Dos cinco filhos de Afonso e Maria, Violante Pacheco é a única de quem há uma origem objetivamente conhecida, pois ela prestou depoimento ao visitador do Santo Ofício em dezembro de 1594 em Pernambuco, onde morava, quando declarou ser cristã-nova natural de Portel e ter 44 anos de idade, o que lhe daria um nascimento exatamente em 1550. De seu casamento com o cristão-velho Gaspar de Almeida, Violante teve uma filha que faleceu na Bahia com oito anos de idade 13 ou 14 anos antes da data do depoimento, o que nos permite supor que seu casamento tenha ocorrido por volta de 1570, quando ela teria já 20 anos de idade. Ela perderia ainda mais dois filhos quando já morava na Paraíba.

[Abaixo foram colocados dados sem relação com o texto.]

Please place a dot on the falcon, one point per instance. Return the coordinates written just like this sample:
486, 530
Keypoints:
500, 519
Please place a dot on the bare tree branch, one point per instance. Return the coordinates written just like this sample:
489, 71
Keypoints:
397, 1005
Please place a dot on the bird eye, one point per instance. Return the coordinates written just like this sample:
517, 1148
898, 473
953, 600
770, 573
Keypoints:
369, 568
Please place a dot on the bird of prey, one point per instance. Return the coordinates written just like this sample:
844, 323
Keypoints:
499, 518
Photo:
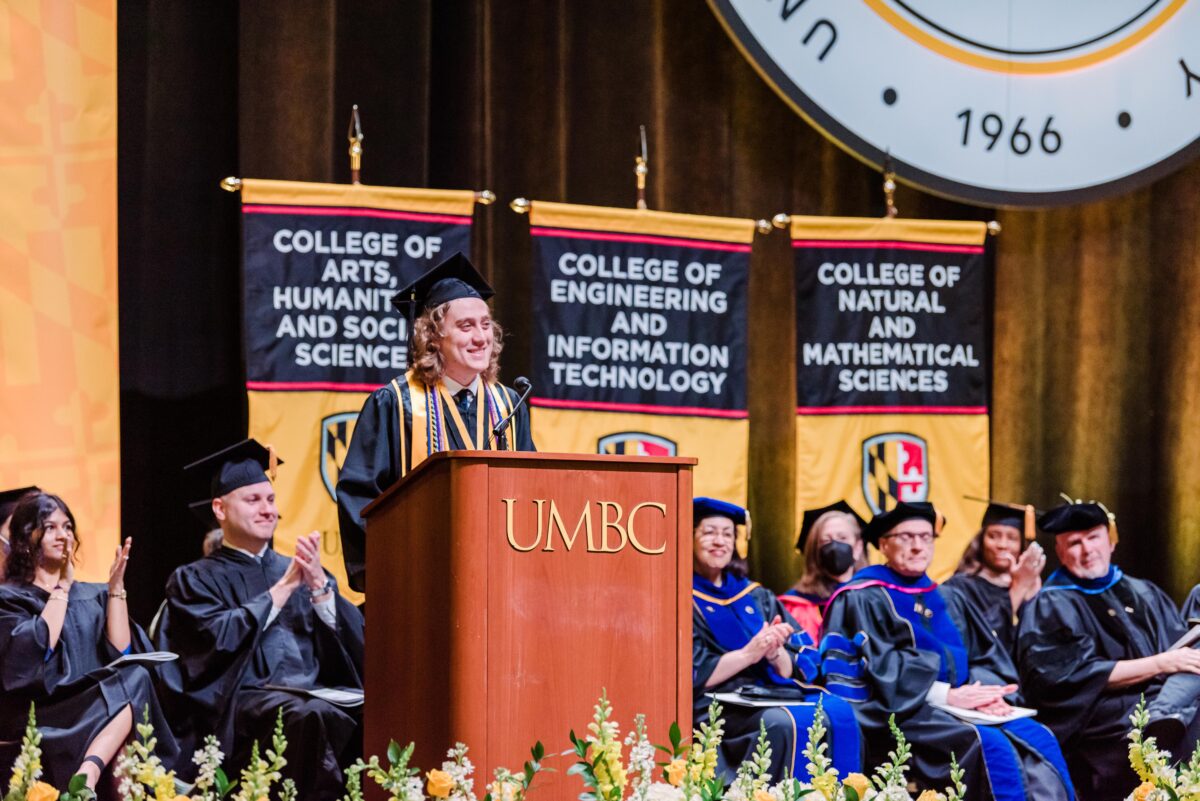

Violante ainda estava viva em 1614 ou 1615, pois, em 23 de setembro de 1618, durante a segunda visitação do Santo Ofício à Bahia (1618-1620), foi denunciada por Justina de Almeida, sobrinha de seu marido, que observou comportamentos suspeitos dela quando se hospedara na casa do tio em São Sebastião do Passé, no Recôncavo, “três ou quatro anos” antes.

CONFISSÃO DE VIOLANTE PACHECA, CRISTÃ-NOVA NA GRAÇA – 17 de dezembro de 1594. Disse ser cristã-nova, natural de Portel em Alentejo, filha de mestre Afonso, cirurgião, defunto, e de sua mulher Maria Lopes, que está na Bahia, de idade de quarenta e quatro anos, casada com Gaspar de Almeida, cristão-velho, morador no forte de Guaiana desta capitania [de Pernambuco]. […] Confessou mais que haverá 3 ou 4 anos que, morando na Paraíba, lhe morreram dois filhos: Antônio de nove anos, de comer terra, saindo-lhe umas empolas que presumiam ser boubas; e Fernando, menino de seis anos, de boubas […] E que outrossim, haverá 13 ou 14 anos, morando na Bahia de Todos os Santos, lhe morreu uma filha sua moça de 8 anos […] _ Primeira Visitação do Santo Ofício às Partes do Brasil – Denunciações e Confissões de Pernambuco 1593-1595

Na improbabilidade de Afonso e Maria não terem tido um filho ou filha logo depois de seu casamento em 1540, passei a considerar Manoel Afonso, pois, além de ele ter recebido ou escolhido o nome de seu pai como segundo nome, sabemos que seu pai usou de influência com o governador-geral no Brasil para obter indicação dele a capelão da Sé de Salvador em outubro de 1560, o que sugere que o rapaz já tivesse alguma ligação com a vida religiosa desde Portugal, onde teria nascido perto de – na verdade depois de – 1540. Em seu depoimento, Maria Lopes menciona fatos ocorridos após o falecimento de Manoel Afonso, pelo que sabemos que ele faleceu no Brasil antes de 1591. Neste contexto, Manoel Afonso parece ter sido o primogênito de Afonso Mendes e Maria Lopes.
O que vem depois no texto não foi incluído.